Making weight in sport

Making weight is a global term for the targeted reduction of body mass, which is purported to enhance performance in aesthetic, gravitational and weight restricted sporting events. This process can be achieved via both chronic (across months and weeks) and acute (across days and hours) time frames, dependent on the specific context requirements of the competitive event (1). For example, aesthetic athletes may reduce body mass chronically, with the goal of altering specific body compositional tissues and therefore leading to an improved physique. However, certain combat sport competitors may opt to adopt acute practices to alter body mass for a specified weight category, with the aim of gaining competitive advantages in limb length and/or power to mass ratios over other opponents.

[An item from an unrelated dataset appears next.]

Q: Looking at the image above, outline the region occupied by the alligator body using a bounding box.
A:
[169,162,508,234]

Sports in which body weight and composition play an important role


The chronic phase of making weight

During a chronic phase of body mass manipulation, the key goal is to modulate the various body compositional tissues, most notably centred around a reduction fat mass. Whilst there are benefits to the storage of fat mass in certain sporting environments, a decrease in this tissue can lead to a greater emphasis of a lean physique in aesthetic events, with improved mechanical efficiency and anthropometric characteristics for those in gravitational and weight restricted events. To that end, it is crucial that a well standardised and accurate assessment of body composition is established, in order to examine the specific amounts of tissues that can be modulated.


As a very general rule, it has been suggested that fat mass should not be reduced below a relative value of 6% in males and 12% in females. Where there is a requirement to reduce body mass beyond these limits, losses in fat free mass may also be required (Please note that these figures may be highly individual and 8% and 14% could already be too low for some individuals and 5 or 11% may be fine in others).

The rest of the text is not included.